Die Suche nach alternativen, umweltfreundlichen Möglichkeiten der Stromerzeugung steht im Mittelpunkt der heutigen Energie-Debatten. Auch die BASF investiert aktuell große Summen im Bereich der Windenergie. Bereits in den 1960er Jahren war der Chemiekonzern auf der Suche nach einer Alternative zu fossilen Brennstoffen. Allerdings ging es damals nicht um Windenergie, sondern, ganz im Trend der damaligen Zeit, um die Errichtung eines Kernkraftwerks.

Um der Luft- und Wasserverschmutzung entgegenzuwirken und der heraufziehenden Ölkrise zu trotzen, erschienen in den 1960er Jahren Kernkraftwerke die ideale Lösung zu sein. Kernenergie erschien sicher und sauber, ein regelrechter Planungsboom kam auf. Allein im Großraum rund um Mannheim waren fünf Kernkraftwerke in Planung oder im Bau: Biblis und Philippsburg, die tatsächlich verwirklicht wurden, sowie die geplanten Kernkraftwerke BASF, Kirschgartshausen und Neupotz bei Wörth am Rhein.

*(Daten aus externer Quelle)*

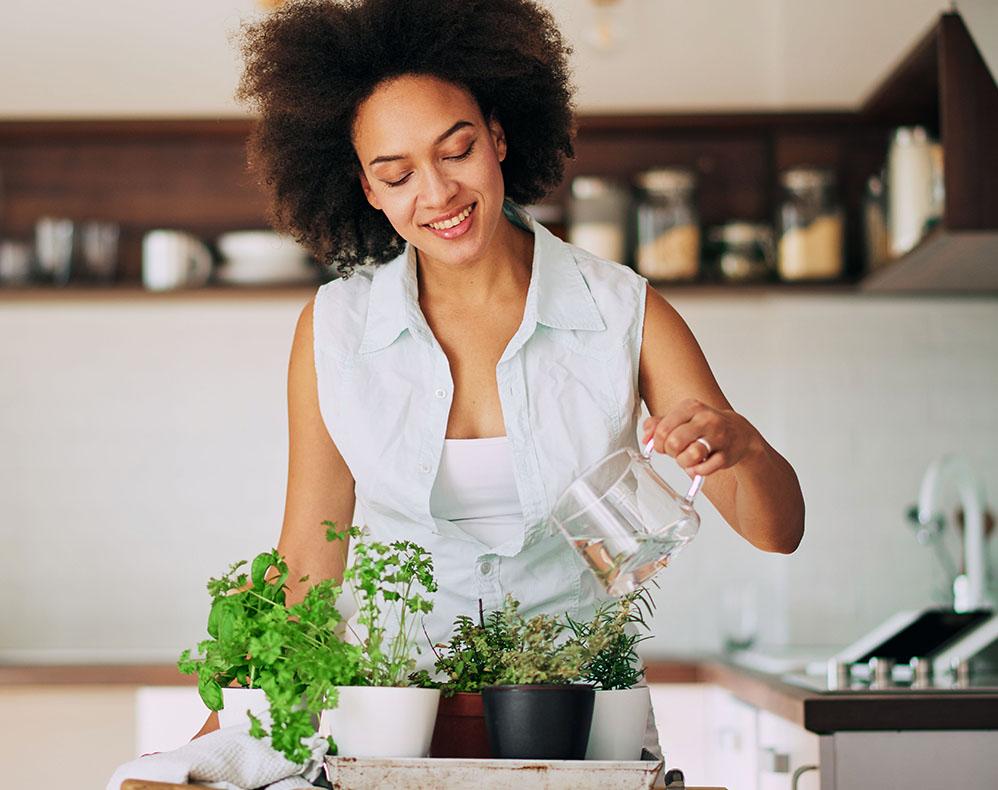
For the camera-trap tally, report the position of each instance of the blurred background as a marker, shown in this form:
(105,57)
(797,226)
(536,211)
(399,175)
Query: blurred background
(802,180)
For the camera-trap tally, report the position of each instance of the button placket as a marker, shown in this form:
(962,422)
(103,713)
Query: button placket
(487,574)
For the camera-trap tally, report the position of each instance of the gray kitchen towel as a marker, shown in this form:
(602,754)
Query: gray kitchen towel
(227,759)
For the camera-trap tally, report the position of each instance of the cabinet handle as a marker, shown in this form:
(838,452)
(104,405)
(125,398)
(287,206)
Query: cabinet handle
(774,762)
(799,773)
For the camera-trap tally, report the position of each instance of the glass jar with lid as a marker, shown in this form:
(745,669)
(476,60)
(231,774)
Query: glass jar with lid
(743,251)
(668,225)
(597,217)
(810,226)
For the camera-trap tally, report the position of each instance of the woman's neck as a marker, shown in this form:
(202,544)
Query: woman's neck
(502,273)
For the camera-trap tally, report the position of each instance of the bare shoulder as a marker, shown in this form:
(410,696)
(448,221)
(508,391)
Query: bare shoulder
(302,345)
(673,366)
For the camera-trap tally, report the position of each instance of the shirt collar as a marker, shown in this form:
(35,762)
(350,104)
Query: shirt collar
(557,297)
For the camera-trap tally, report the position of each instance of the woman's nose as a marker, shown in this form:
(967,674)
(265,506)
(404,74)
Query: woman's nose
(438,189)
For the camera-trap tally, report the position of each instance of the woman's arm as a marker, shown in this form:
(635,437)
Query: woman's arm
(753,487)
(320,486)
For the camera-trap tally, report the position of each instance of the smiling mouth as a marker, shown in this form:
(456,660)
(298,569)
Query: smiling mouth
(454,221)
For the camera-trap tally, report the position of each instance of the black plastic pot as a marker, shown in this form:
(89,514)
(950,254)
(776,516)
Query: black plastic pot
(543,722)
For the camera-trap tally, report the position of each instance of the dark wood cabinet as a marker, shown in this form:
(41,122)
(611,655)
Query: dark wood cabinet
(190,174)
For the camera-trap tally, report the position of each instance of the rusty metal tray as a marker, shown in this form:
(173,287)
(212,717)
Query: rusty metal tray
(407,773)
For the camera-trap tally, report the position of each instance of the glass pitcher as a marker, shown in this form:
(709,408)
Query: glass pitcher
(624,520)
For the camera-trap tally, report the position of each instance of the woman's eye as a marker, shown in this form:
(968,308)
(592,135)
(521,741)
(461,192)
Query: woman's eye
(400,182)
(465,155)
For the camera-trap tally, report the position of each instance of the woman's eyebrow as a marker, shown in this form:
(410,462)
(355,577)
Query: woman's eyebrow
(440,139)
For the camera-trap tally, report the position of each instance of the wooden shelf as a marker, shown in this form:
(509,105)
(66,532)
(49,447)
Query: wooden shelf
(191,174)
(944,84)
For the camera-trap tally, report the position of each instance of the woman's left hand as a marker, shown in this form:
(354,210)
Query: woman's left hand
(701,438)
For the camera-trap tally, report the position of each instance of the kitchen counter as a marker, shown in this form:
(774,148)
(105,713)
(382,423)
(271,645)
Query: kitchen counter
(801,700)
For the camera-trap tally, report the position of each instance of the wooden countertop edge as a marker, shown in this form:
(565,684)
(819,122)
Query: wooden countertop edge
(814,711)
(94,674)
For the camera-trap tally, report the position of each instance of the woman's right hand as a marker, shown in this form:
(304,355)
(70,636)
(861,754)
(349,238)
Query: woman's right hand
(210,725)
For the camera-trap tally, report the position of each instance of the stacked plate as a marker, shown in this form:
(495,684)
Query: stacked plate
(259,257)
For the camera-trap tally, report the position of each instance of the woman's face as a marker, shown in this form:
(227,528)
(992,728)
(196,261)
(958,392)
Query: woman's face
(430,161)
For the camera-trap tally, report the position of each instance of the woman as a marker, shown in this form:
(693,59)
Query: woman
(467,365)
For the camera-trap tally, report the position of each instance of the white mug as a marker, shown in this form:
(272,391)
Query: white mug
(174,259)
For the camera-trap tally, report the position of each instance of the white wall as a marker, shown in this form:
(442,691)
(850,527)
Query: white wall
(70,58)
(143,448)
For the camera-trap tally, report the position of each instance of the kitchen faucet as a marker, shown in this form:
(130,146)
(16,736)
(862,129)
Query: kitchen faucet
(970,588)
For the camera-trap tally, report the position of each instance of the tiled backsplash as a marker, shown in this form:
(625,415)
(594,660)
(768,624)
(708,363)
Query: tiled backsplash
(144,448)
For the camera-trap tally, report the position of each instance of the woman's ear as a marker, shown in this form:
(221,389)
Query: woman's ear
(498,137)
(368,192)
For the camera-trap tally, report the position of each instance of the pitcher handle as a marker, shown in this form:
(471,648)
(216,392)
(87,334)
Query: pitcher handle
(697,479)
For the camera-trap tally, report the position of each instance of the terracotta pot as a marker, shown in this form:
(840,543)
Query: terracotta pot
(460,730)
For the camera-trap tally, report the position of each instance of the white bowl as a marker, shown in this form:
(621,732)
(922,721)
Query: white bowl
(259,244)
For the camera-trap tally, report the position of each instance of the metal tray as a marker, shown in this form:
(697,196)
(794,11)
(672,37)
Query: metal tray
(407,773)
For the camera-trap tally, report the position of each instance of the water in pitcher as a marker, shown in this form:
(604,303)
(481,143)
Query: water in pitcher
(623,571)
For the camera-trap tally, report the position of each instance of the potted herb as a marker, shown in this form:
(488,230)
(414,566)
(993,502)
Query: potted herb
(539,709)
(620,712)
(382,711)
(470,661)
(286,661)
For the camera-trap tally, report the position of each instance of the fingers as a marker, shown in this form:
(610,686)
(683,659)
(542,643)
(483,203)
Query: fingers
(715,462)
(682,444)
(649,427)
(682,413)
(676,435)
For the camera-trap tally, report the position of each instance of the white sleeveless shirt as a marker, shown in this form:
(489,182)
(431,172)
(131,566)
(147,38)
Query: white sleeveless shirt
(568,387)
(475,489)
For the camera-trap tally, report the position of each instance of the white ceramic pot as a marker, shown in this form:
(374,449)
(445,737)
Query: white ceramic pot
(382,721)
(236,701)
(619,722)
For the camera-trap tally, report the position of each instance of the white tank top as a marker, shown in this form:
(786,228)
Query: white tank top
(475,488)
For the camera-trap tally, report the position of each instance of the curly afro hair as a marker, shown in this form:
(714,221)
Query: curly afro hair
(310,64)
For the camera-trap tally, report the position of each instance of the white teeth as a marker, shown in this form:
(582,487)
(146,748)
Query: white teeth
(450,223)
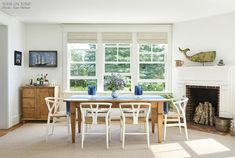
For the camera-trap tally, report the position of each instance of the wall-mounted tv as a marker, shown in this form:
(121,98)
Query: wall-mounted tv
(42,58)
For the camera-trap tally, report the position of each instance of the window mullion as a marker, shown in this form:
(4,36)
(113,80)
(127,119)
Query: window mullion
(134,61)
(100,63)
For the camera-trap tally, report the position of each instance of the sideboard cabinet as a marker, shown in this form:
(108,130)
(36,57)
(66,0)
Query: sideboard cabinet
(33,101)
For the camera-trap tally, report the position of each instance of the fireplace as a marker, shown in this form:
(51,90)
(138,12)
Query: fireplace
(201,94)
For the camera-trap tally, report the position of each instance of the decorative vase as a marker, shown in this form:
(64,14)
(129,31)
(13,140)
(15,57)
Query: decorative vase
(114,93)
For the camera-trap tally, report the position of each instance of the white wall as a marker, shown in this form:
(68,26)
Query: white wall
(212,33)
(44,37)
(15,41)
(3,76)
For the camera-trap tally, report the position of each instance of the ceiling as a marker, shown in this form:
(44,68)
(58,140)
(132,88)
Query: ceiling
(117,11)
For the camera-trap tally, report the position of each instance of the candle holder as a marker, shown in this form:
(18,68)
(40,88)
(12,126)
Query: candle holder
(91,90)
(138,91)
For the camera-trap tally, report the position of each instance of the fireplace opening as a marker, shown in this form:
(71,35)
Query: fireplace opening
(203,100)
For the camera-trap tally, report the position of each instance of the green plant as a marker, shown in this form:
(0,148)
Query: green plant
(170,103)
(115,82)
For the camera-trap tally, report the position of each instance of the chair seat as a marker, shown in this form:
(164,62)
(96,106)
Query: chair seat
(98,111)
(100,120)
(59,114)
(173,114)
(129,120)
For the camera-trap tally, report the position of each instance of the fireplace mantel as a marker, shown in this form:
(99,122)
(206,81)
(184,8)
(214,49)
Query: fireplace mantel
(221,76)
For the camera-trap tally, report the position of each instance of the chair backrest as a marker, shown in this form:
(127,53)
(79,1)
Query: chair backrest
(134,110)
(95,110)
(53,104)
(180,105)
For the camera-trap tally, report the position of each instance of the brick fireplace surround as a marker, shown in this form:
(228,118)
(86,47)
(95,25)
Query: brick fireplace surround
(201,94)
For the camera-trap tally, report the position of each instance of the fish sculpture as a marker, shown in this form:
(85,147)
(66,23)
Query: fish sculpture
(201,57)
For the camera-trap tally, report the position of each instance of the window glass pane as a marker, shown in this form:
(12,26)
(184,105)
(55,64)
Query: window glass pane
(159,47)
(110,54)
(145,57)
(76,55)
(89,56)
(151,71)
(82,46)
(153,86)
(109,45)
(145,48)
(127,80)
(158,57)
(81,84)
(123,54)
(82,70)
(117,68)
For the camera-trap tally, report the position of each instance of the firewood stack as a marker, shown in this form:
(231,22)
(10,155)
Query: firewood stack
(204,114)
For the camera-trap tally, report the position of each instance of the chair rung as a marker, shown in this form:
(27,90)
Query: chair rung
(136,133)
(93,133)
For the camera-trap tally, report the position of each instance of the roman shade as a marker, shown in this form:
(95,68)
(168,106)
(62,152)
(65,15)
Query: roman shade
(82,37)
(152,37)
(117,37)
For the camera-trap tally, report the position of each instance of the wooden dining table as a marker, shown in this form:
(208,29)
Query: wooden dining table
(73,104)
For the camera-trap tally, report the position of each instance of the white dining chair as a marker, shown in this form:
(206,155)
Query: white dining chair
(177,117)
(95,114)
(131,114)
(56,114)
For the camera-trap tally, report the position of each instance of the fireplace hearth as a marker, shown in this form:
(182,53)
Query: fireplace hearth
(200,95)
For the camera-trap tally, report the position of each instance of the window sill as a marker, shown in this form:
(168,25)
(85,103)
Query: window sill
(109,92)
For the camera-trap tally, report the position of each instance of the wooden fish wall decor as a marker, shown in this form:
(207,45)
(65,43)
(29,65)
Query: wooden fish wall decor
(200,57)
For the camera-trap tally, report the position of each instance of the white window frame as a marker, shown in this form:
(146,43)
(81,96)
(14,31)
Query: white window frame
(153,62)
(117,62)
(100,55)
(81,62)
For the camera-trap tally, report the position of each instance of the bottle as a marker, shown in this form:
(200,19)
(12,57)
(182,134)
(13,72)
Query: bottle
(38,79)
(46,81)
(41,80)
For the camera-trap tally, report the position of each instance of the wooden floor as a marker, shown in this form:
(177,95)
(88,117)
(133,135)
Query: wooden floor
(205,128)
(5,131)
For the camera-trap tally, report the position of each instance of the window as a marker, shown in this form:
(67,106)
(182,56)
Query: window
(152,50)
(152,66)
(140,57)
(82,66)
(117,60)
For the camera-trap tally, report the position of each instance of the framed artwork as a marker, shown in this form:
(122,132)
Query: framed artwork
(18,58)
(42,58)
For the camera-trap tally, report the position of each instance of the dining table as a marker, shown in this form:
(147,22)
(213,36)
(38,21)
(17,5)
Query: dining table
(157,102)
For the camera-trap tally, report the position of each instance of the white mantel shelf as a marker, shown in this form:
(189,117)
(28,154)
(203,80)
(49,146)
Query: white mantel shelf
(221,76)
(205,74)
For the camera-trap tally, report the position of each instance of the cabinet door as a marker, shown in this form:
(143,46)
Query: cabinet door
(28,93)
(42,93)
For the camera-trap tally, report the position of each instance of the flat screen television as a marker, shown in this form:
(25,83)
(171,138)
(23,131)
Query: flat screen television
(42,58)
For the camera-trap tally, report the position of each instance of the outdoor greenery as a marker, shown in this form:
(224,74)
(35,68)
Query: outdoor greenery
(117,60)
(153,86)
(83,70)
(152,71)
(117,68)
(115,82)
(81,84)
(126,79)
(111,54)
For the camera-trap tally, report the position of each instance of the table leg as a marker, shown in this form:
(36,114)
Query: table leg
(153,118)
(79,120)
(160,121)
(73,119)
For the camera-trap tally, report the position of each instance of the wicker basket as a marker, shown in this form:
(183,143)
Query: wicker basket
(222,124)
(232,128)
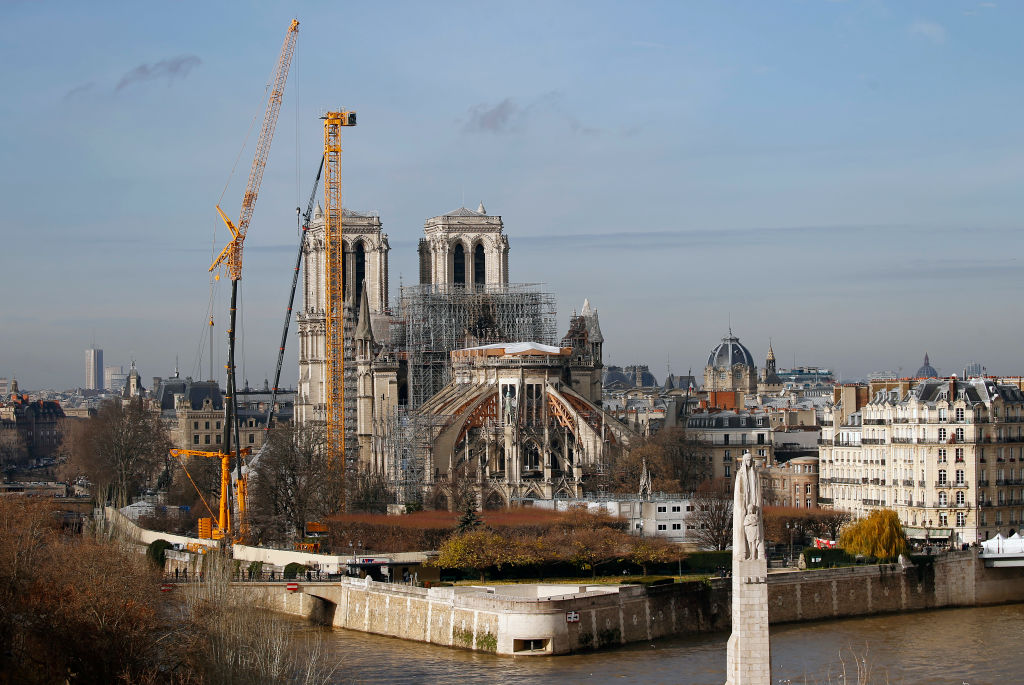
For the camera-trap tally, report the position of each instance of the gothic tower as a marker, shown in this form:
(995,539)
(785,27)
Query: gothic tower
(365,266)
(464,248)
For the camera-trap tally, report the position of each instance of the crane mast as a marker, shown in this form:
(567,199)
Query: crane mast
(291,297)
(231,254)
(335,328)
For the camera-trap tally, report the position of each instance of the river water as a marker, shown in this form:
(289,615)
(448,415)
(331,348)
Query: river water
(978,646)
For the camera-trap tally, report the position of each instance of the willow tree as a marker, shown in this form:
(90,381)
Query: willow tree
(880,536)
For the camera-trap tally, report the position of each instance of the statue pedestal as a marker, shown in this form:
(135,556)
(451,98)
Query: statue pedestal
(749,660)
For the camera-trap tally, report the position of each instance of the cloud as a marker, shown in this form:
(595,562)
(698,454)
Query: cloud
(498,119)
(928,30)
(169,69)
(81,90)
(509,116)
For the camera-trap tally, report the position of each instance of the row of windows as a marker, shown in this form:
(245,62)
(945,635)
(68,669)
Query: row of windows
(206,438)
(675,508)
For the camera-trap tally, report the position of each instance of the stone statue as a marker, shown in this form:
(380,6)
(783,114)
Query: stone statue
(748,523)
(509,407)
(749,650)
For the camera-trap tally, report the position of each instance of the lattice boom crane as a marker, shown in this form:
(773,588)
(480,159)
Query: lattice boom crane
(231,256)
(335,329)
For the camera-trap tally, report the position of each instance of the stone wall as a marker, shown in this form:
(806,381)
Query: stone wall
(531,619)
(504,623)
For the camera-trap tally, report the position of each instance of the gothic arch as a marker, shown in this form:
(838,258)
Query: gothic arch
(459,263)
(479,260)
(359,266)
(495,500)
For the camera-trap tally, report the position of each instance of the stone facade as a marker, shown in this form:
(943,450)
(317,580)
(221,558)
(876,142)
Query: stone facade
(728,433)
(749,652)
(947,456)
(464,248)
(367,251)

Das Kernkraftwerk der BASF sollte auf dem Ludwigshafener Werksgelände des Chemiekonzerns errichtet werden. Durch das Kernkraftwerk erhoffte sich die BASF eine massive Einsparung im Bereich der Energiekosten, die rund 30 Prozent der Fertigungskosten ausmachten. Geplant waren zunächst zwei Druckwasserreaktoren, die die energieintensiven Anlagen der BASF mit preiswertem Strom und Prozessdampf versorgen sollten. Die elektrische Leistung sollte laut den ersten Planungen 2 x 600 Megawatt betragen. Als Standort bevorzugte die BASF das zentral gelegene Gelände ihrer alten Karbidfabrik, da Prozessdampf nicht über weite Entfernungen transportiert werden kann.

 
Gesamtansicht. Aus: Kernkraftwerk der BASF, Kurzfassung des Sicherheitsberichtes

Zunächst versuchte die BASF für ihre Pläne die Rheinisch-Westfälische Elektrizitätswerk AG (RWE) zu gewinnen. Da man sich aber nicht einig wurde, führte die BASF das Projekt ab 1968 in eigener Sache weiter. Auch ein anvisiertes Gemeinschaftsprojekt mit dem Großkraftwerk Mannheim (GKM) kam über einen Entwurfsvertrag zur Gründung der "Kernkraftwerk-BASF-Mannheim AG" nicht hinaus.

Im Juni 1969 informierte die BASF die Öffentlichkeit im "Haus- der Industrie und Handelskammer für die Pfalz" über ihre Pläne. Auch Mannheims Oberbürgermeister Dr. Reschke und Ludwigshafens Oberbürgermeister Dr. Ludwig nutzten rege das Informationsangebot. Im Vordergrund standen die Vorteile für die beiden Städte, wie z.B. die günstigere Energie und die Sicherung von Arbeitsplätzen beim Ludwigshafener Chemiekonzern.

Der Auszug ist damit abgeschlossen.